The subject is transmitted as an SMTP header, and they are required to be ASCII-only. To support encodings in the subject you need to prefix the subject with whatever encoding you want to use. In your case, I would suggest prefix the subject with ?UTF-8?B? which means UTF-8, Base64 encoded.

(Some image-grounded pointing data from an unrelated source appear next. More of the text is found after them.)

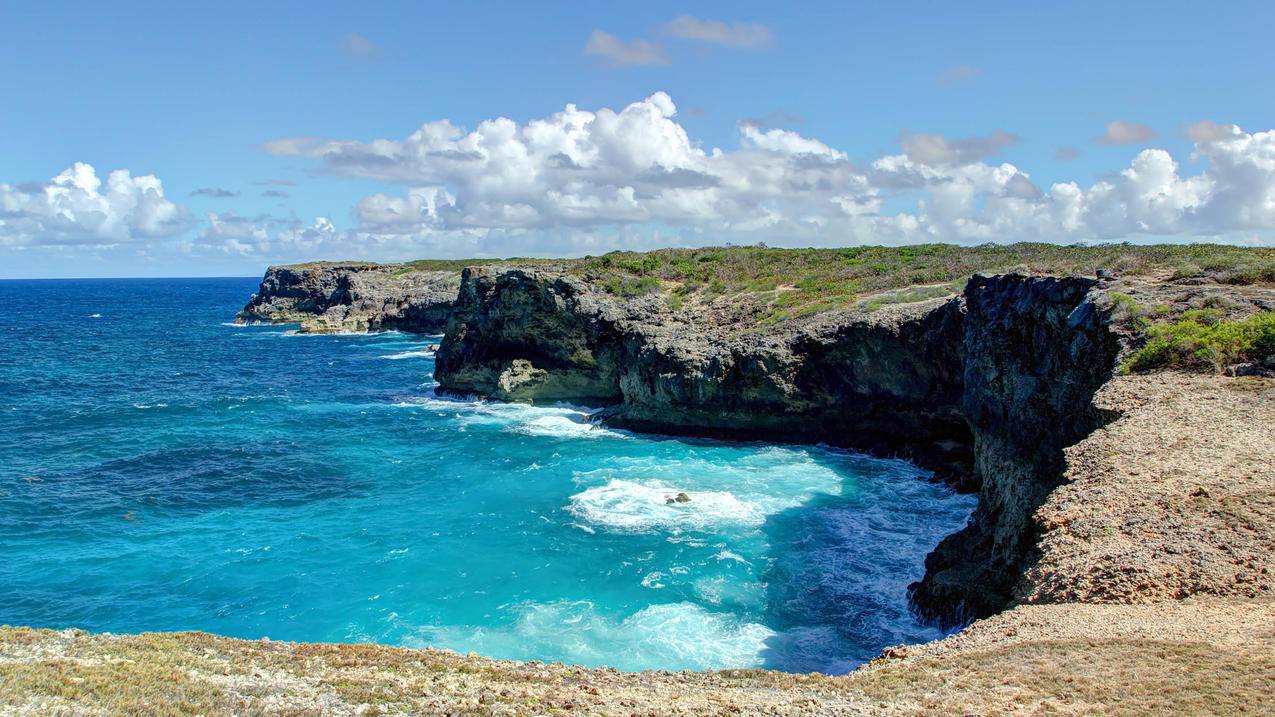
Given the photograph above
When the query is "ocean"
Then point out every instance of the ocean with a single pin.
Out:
(162, 468)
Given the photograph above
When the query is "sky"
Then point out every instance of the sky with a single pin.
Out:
(214, 139)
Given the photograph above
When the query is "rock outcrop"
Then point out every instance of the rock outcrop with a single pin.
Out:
(986, 389)
(353, 297)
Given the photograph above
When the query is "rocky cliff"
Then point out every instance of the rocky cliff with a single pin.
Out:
(355, 297)
(986, 388)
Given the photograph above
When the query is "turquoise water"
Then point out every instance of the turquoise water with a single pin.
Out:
(165, 471)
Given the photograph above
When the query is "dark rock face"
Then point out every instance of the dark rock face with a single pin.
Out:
(986, 389)
(356, 297)
(1034, 352)
(890, 385)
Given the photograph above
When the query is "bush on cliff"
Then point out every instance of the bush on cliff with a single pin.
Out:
(1201, 337)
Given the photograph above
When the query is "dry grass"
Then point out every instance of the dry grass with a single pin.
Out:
(1092, 676)
(1182, 658)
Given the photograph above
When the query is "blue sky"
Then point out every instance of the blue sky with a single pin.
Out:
(867, 123)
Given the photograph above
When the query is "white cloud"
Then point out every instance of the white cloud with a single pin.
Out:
(75, 208)
(582, 169)
(588, 181)
(1125, 133)
(360, 47)
(588, 172)
(937, 149)
(732, 35)
(1208, 130)
(620, 52)
(960, 73)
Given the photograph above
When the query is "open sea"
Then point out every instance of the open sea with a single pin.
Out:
(165, 470)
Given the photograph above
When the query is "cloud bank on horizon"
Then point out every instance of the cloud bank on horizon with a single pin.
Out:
(585, 181)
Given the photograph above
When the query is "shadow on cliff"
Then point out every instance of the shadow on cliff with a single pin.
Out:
(837, 587)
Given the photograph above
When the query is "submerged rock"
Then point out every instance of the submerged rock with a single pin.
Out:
(986, 389)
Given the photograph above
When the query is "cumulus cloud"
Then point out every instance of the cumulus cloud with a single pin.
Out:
(960, 73)
(620, 52)
(77, 207)
(214, 193)
(269, 236)
(1208, 130)
(937, 149)
(592, 174)
(360, 47)
(1125, 133)
(582, 169)
(775, 118)
(732, 35)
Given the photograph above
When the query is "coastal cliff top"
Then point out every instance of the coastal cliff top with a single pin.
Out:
(778, 285)
(1100, 633)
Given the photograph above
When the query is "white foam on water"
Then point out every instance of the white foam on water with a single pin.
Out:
(379, 333)
(409, 355)
(564, 425)
(644, 507)
(561, 421)
(677, 635)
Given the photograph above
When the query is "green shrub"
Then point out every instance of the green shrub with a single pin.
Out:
(630, 287)
(1202, 338)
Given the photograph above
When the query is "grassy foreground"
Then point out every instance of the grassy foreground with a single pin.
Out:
(1196, 658)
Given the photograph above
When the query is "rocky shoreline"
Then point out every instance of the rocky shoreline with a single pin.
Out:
(332, 297)
(1125, 527)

In other words, I believe your subject header should more or less look like this:

Subject: =?UTF-8?B?JiMyMDAyNzsmIzM4OTg4Ow=?=

In PHP you could go about it like this:

// Convert subject to base64
$subject_base64 = base64_encode($subject);
fwrite($smtp, "Subject: =?UTF-8?B?{$subject_base64}?=\r\n");

In Python:

import base64
subject_base64 = base64.encodestring(subject).strip()
subject_line = "Subject: =?UTF-8?B?%s?=" % subject_base64
Jimm Chen
  • 3,411
  • 3
  • 35
  • 59
AHM
  • 5,145
  • 34
  • 37
  • 1
    i'll try this, meantime is there any python api to convert to above format. i.e. automatically append the characters based on required encoding – Rakesh Aug 02 '11 at 14:13
  • 1
    I'm not sure - I just remembered that part from when I was messing around with this issue a while ago. [This answer](http://stackoverflow.com/questions/5910104/python-how-to-send-utf-8-e-mail#answer-5910530) seems to suggest that it is done right if you use the MIMEMultipart class instead of MimeWriter. – AHM Aug 02 '11 at 14:27
  • 2
    you should look up here [how to generate internationalized headers](http://docs.python.org/library/email.header.html) – mata May 20 '12 at 21:39
1

In short, if you use the EmailMessage API, you should code like this:

from email.message import EmailMessage
from email.header import Header
msg = EmailMessage()
msg['Subject'] = Header('主題', 'utf-8').encode()

Answer from @Sérgio cannot be used in the EmailMessage API, cause only string object can be assigned to EmailMessage()["Subject"], but not an email.header.Header object.

C.K.
  • 1,409
  • 10
  • 20